The recent economic growth in Latin America is quickly turning the Carribbean into one of the world’s largest hubs for international cargo transportation. As global trade increases with economic growth, countries from all over the world are showing notice– Australia and China in particular are non-regional players that have recently expressed interest in the Carribbean region. As this happens, the usual suspects such as the United States, Canada, the Netherlands and Brazil are proportionally increasing their attention on the region.
But how secure is this vital yet difficult to police body of water? Cartel-related violence has plagued much of Central and South America for past decades, and is only increasing in many places. While some areas on land remain almost entirely governed by brutal gangs, other governments are having success that has caused much organizational movement and restructuring. Both of these factors has resulted in a particularly fluid and volatile situation which has caused many to worry that the violence on land will spill into the water, endangering the security of these vital shipping lanes. Additionally, demand for narcotics in North America and Europe, as well as heightened US border security has lead to an increased amount of drug trafficking over seas.
The Caribbean poses a unique problem for policing the waters, because of the many small and poor island nations throughout the east and west. Nations such as Jamaica, Puerto Rico and Curacao are not interested in policing waters beyond those in their territory. Even if they were, their defense resources are so limited that they would not be able to thwart the ever-increasingly capable cartels.
This leaves the job to the large regional players, yet also highlights the main challenge for them. Although there has been talk, there has been little solid action as far as shoring up a regional maritime agreement that would make policing non-international waters feasible for the countries like the United States, France, and even Canada.
While these larger countries are more than capable of securing international waters, their inability to enforce law once enemies move into territorial waters makes enforcement very difficult. Additionally, when opposing such a decentralized, shadowy operation, intelligence sharing is key for those with extensive capabilities.

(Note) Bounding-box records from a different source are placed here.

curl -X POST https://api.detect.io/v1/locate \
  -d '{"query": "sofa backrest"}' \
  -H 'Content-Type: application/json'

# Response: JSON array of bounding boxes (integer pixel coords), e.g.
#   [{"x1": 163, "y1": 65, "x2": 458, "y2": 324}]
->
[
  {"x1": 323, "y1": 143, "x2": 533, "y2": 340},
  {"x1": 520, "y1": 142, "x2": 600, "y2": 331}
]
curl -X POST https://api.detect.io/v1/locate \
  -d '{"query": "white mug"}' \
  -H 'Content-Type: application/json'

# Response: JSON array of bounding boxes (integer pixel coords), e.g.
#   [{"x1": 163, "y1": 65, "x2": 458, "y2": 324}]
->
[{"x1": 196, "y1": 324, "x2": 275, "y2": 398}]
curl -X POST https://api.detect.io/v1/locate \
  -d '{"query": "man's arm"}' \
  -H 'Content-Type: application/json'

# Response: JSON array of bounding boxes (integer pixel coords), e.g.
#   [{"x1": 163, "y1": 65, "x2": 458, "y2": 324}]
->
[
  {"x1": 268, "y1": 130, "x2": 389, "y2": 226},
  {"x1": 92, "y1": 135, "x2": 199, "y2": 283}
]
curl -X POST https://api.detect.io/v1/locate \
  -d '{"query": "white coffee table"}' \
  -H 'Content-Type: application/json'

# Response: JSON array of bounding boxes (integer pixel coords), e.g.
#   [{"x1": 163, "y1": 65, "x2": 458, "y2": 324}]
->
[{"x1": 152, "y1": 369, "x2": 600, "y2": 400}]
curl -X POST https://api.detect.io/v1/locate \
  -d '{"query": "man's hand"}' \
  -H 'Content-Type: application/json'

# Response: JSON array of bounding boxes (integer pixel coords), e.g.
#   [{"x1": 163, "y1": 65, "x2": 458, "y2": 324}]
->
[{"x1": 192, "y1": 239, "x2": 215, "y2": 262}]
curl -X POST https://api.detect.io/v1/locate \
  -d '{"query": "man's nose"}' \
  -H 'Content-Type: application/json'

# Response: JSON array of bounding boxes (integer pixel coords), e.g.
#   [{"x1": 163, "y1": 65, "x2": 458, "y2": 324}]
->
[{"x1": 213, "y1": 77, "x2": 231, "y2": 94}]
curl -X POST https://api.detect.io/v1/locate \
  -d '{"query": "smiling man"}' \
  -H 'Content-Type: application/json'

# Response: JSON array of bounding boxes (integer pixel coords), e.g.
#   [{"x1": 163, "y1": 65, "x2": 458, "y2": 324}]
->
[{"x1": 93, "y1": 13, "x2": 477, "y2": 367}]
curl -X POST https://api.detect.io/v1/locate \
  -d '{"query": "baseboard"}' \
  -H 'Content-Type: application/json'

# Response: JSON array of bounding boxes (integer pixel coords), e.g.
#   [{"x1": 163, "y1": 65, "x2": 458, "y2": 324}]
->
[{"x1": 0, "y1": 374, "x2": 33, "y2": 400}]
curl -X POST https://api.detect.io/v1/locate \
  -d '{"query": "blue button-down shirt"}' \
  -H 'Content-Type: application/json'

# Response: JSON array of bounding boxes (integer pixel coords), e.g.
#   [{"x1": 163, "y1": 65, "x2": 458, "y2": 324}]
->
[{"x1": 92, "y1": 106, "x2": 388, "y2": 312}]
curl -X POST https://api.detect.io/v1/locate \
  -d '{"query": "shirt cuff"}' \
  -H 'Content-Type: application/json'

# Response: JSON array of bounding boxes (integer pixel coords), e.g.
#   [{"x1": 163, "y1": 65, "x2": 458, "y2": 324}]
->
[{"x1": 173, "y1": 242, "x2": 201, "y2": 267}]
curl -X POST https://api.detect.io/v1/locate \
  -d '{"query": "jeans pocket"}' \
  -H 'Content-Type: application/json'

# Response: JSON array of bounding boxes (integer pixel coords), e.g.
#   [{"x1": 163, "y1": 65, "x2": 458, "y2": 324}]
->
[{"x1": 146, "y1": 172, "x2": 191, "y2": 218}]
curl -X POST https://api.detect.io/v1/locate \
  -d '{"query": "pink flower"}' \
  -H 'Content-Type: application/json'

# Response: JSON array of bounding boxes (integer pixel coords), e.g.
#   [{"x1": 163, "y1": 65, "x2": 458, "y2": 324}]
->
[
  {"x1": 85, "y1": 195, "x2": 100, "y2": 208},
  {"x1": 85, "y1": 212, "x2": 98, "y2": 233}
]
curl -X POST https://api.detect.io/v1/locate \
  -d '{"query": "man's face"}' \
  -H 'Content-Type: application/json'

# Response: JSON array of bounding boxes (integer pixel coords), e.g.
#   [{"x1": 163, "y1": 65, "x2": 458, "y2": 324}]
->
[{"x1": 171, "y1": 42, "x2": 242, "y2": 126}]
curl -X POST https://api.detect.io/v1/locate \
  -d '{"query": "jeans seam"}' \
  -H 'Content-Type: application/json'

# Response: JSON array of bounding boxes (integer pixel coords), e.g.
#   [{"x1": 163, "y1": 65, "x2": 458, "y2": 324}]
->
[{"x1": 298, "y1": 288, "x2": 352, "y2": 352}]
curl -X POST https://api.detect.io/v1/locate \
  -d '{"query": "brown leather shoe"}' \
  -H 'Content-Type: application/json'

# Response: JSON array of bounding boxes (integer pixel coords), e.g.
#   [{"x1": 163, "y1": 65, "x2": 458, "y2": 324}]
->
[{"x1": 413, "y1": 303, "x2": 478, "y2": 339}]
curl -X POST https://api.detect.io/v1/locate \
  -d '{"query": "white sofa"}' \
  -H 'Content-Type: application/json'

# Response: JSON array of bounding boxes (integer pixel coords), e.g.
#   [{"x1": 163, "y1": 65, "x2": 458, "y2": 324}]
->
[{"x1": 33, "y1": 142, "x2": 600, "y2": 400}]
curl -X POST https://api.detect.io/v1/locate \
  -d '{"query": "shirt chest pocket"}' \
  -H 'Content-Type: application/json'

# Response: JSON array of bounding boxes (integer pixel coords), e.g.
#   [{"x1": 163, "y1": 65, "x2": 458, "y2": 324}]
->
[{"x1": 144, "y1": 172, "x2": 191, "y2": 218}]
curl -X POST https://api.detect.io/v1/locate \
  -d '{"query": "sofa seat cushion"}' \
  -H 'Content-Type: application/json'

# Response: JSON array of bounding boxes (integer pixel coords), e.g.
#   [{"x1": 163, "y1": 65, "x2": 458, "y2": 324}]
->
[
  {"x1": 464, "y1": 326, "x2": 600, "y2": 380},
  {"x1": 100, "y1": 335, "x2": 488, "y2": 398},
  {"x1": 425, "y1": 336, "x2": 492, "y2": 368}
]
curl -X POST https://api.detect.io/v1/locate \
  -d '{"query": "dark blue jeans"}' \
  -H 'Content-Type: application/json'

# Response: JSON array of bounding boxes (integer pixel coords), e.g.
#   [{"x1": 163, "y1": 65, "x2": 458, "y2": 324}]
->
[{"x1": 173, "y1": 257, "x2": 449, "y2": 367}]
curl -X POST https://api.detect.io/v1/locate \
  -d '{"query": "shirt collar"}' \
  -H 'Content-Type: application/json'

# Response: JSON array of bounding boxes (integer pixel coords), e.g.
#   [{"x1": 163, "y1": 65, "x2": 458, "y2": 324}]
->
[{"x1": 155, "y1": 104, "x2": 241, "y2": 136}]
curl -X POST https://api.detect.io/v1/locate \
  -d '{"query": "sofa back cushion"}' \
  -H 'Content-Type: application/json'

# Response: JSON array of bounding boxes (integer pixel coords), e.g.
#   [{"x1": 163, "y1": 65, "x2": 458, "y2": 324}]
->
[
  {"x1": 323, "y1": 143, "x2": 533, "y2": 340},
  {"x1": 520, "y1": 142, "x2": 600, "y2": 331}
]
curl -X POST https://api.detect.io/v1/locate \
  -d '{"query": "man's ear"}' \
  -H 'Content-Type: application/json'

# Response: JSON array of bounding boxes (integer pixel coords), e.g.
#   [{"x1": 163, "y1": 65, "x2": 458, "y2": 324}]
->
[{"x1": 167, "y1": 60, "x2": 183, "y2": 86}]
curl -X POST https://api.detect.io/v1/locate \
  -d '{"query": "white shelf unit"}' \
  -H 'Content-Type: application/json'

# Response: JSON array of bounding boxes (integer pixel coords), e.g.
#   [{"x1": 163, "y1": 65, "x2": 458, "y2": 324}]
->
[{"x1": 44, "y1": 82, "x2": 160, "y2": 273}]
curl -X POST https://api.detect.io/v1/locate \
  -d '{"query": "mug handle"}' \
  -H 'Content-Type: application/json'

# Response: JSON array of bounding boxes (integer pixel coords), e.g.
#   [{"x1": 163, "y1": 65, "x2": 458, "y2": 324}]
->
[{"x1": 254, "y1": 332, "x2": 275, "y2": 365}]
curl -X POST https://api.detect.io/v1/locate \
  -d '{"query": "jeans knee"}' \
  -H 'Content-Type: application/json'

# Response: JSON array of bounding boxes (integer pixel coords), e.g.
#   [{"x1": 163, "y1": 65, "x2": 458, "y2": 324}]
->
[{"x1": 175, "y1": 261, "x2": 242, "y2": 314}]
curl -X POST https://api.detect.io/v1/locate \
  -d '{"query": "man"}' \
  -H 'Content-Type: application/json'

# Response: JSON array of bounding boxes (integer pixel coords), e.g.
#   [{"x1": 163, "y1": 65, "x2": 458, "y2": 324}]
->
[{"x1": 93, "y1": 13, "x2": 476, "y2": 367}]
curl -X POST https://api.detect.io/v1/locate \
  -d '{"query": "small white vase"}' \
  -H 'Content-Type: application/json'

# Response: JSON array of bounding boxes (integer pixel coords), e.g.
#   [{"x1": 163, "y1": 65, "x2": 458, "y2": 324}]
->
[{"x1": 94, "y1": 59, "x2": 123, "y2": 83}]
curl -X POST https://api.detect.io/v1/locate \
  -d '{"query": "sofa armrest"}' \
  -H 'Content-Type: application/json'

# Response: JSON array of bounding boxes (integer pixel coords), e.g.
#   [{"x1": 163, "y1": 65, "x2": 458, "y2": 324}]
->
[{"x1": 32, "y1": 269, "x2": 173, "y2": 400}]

Although difficult, stopping drug trafficking before the drugs enter one’s home country is by far the most effective countermeasures to a booming narcotics trade. For this reason, we can expect further efforts at regional cooperation. Joint-cooperative intelligence operations and drug enforcement action will make progress. Ultimately, it may be in the interest of the increasingly large number of global players interested in the region to establish permanent joint-security institutions to permanently secure this burgeoning region. Until that time, though, it may fall to the shipping industries themselves to defend their vessels against collateral damage or intentional assault.